Les enjeux d’une mémoire réconciliée
Cette reconnaissance survient dans le cadre d’un rapprochement patient et sincère que la France et l’Algérie tentent de tisser depuis des années. Depuis la création, en 2022, d’une commission mixte d’historiens des deux pays, les discussions s’efforcent d’examiner cette histoire complexe sous un angle lucide et honnête, et de tracer les contours d’une mémoire partagée. À chaque étape, les défis se sont révélés âpres : les vies prises, les exils forcés, les affronts politiques et les silences lourds pèsent dans la balance de la réconciliation.

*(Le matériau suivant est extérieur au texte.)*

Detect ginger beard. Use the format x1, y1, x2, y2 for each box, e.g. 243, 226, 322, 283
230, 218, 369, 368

Benjamin Stora, figure tutélaire de ce dialogue, parle d’une « entreprise de longue haleine », un effort sans tabou qui engage historiens, politiciens et citoyens des deux rives. Cette commission n’a pas pour simple tâche de dresser des bilans : elle tente de réécrire l’histoire en laissant de côté les colères et les frustrations du passé. Une entreprise noble, dans un monde où les nations ont souvent tendance à écraser sous le silence les souffrances qu’elles ont causées. Jean Daniel, qui connaissait la profondeur des blessures de ce passé commun, savait combien les ombres des souvenirs inassumés marquent les nations d’un sceau indélébile.

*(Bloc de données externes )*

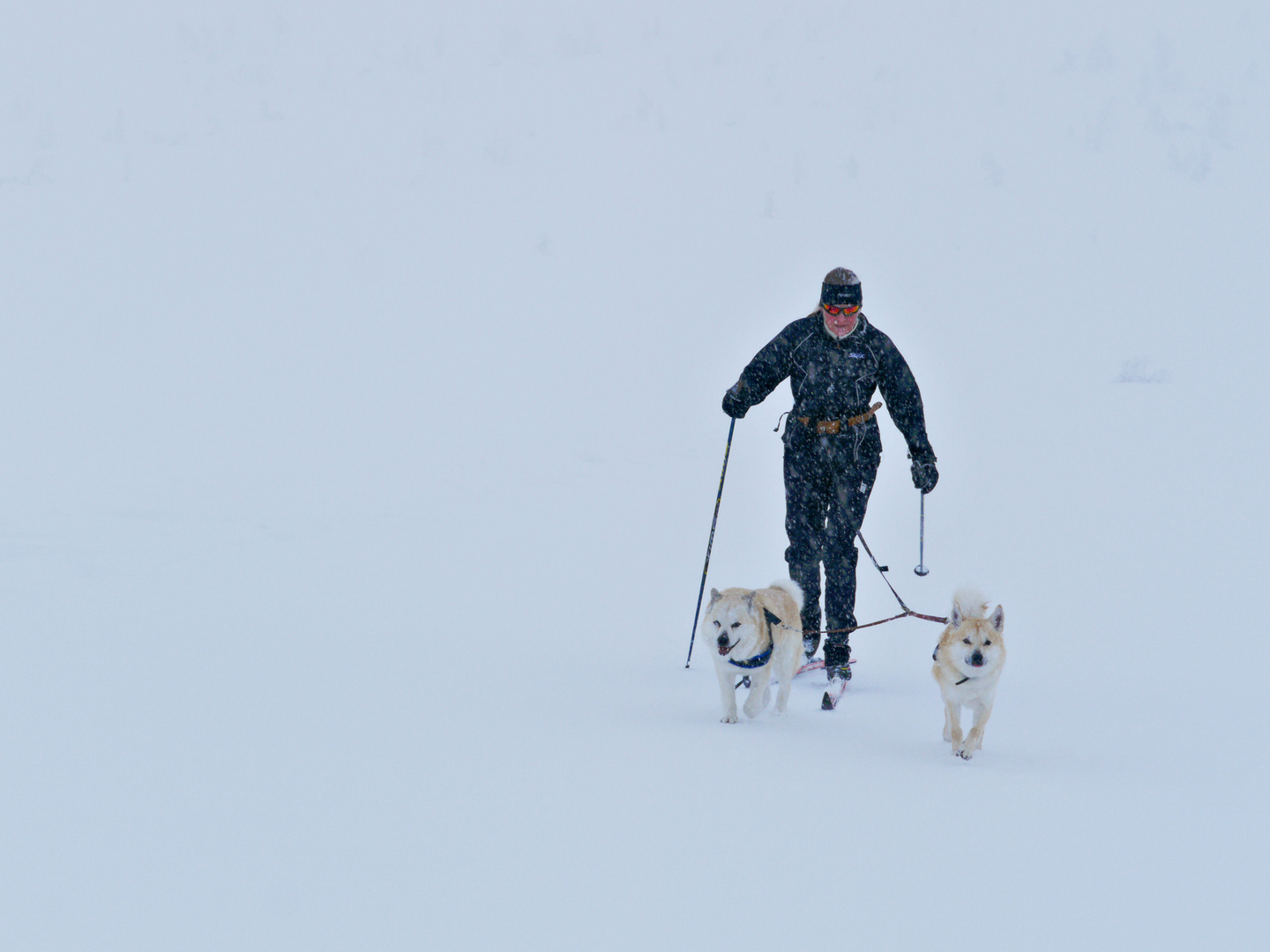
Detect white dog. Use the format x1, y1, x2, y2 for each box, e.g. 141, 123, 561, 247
931, 591, 1005, 761
705, 580, 803, 724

La dignité des hommages et le sens de l’histoire
La reconnaissance de la France va au-delà d’un acte symbolique. Elle touche au plus intime des douleurs algériennes et résonne comme une promesse de vérité. Cette mémoire, en constante effervescence, se tisse désormais à travers un travail minutieux d’accès aux archives, de restitution des objets de mémoire, et de valorisation des lieux où se sont joués des destins brisés. Pour la jeunesse, en France comme en Algérie, ces actes ne représentent pas des gestes du passé, mais l’ébauche d’une histoire commune qui puisse, peut-être, échapper aux passions conflictuelles.

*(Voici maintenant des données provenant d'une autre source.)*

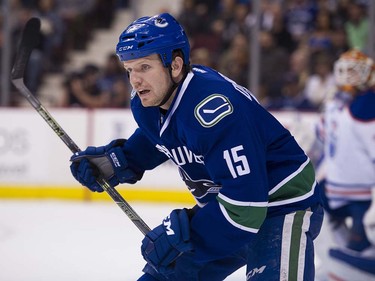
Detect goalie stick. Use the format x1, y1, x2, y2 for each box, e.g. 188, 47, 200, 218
11, 18, 150, 235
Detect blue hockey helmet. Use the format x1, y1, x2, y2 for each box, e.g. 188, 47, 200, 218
116, 13, 190, 67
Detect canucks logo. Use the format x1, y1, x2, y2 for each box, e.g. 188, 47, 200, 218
194, 94, 233, 128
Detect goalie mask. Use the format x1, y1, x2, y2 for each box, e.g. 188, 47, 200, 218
334, 49, 375, 92
116, 13, 190, 67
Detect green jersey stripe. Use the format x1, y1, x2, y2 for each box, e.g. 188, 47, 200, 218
216, 196, 267, 230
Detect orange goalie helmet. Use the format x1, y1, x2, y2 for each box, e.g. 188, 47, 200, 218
334, 49, 375, 92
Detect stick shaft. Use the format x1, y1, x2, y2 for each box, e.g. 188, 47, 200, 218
12, 78, 150, 235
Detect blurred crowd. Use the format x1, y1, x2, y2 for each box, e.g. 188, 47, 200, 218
0, 0, 128, 107
0, 0, 370, 111
178, 0, 369, 111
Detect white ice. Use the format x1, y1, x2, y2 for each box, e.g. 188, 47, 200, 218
0, 200, 328, 281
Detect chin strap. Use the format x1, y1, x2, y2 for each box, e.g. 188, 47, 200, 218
157, 65, 188, 107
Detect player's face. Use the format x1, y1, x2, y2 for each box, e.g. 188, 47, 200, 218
124, 54, 173, 109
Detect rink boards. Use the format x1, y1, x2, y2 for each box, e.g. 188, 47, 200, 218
0, 108, 319, 203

En marquant d’un sceau inaltérable cette date historique, le Président Macron espère poser une pierre supplémentaire dans l’édifice fragile de la réconciliation. Car plus qu’une reconnaissance, cet hommage à Larbi Ben M’hidi nous appelle à contempler les visages de ces hommes et femmes dont l’humanité s’est dressée face à l’injustice.
À travers cet acte, l’Élysée semble dire, comme Jean Daniel l’aurait peut-être murmuré en son temps : l’histoire, aussi cruelle soit-elle, peut être dépassée par la noblesse de ceux qui osent affronter la vérité. La France et l’Algérie, en ce 1er novembre 2024, tentent en vain de se trouver enfin, non dans l’oubli de leurs différences, mais dans la compréhension de leurs mémoires entrelacées. Une mémoire qui, demain, pourra laisser place à un dialogue empreint de respect et d’espérance, où chaque mot prononcé résonnera comme un engagement renouvelé envers les générations à venir.